Беренгарии не терпелось рассмотреть все получше, и она приподняла шелковую занавеску на решетке. Султан мгновенно обратил внимание на это движение, и смуглая рука плавно опустилась на эфес сабли.



– Ты ничего не заметил, Мештуб, там, на галерее? – спокойно спросил он сидевшего рядом друга.

Мештуб качнулся влево, положив руку на рукоять меча.

– Я вижу двух женщин, Паксон. А ты? Султан улыбнулся, белые зубы блеснули на загорелом лице.

– Я тоже вижу двух женщин, но на мгновение мне показалось, что христиане устроили нам засаду.

– Или это происки шейха аль-Джебала, Старца Гор! Представь себе, какая суматоха поднимется, если убийцы проникнут на этот совет.

– В зале я не заметил посланцев старого негодяя, – сказал Паксон, не сводя с галереи глаз.

Мештуб весело рассмеялся, заметив выражение лица своего друга. Сарацинская кровь кипела в жилах Паксона.
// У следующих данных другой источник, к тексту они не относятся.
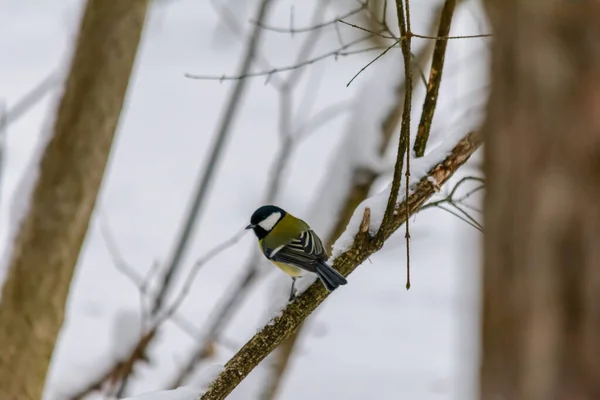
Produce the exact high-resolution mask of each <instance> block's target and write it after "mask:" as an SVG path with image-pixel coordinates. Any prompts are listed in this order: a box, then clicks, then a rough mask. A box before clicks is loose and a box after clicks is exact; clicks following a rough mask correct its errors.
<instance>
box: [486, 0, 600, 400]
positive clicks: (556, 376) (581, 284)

– Один беглый взгляд на женщину… и мысли твои переметнулись с войны на любовь! – насмешливо произнес Мештуб.

– Она красавица, – тихо проговорил Паксон, откровенно разглядывая Валентину.

– Паксон, – предупредил шепотом Мештуб, – я своими собственными глазами видел, как женщина, на которую ты сейчас смотришь, ехала по Акре на коне рядом с королем Ричардом! Ты воспылал страстью… к королеве?

Паксон нахмурился. Мештуб слишком хорошо его знал, чтобы не прочесть мысли друга.

– Дело в том, что я… хорошо знаком с королевой. Мы подружились… э-э… в Мессине.

Мештуб вопросительно поднял бровь.

– Ты хочешь сказать, что был близок… с Беренгарией, королевой Англии? – недоверчиво вопросил он.

– Ты надеешься уменьшить ее привлекательность, напоминая мне, что она христианка? – Паксон продолжал пристально разглядывать Валентину.

– Надеюсь лишь предостеречь тебя. По твоим глазам вижу: ты не прочь разделить с ней ложе. Я замечаю и в ее глазах ответный жар. Клянусь бородой Пророка, ты играешь с огнем!

Паксон улыбнулся другу.

– Скажи, Мештуб, ты ведь не считаешь, что англичане занимаются любовью иначе, чем мусульмане?

– Ты обратился не по адресу, Пакс! Может быть, эта старая лиса Саладин подскажет тебе ответ. Я слышал, однажды он имел дело с одной инглези, так она оказалась такой невоздержанной, что чуть не довела его до смерти! В конце концов, когда Саладин отделался от нее, он взял себе взамен шестьдесят жен и заявил, что они, все вместе взятые, менее требовательны, чем одна христианка.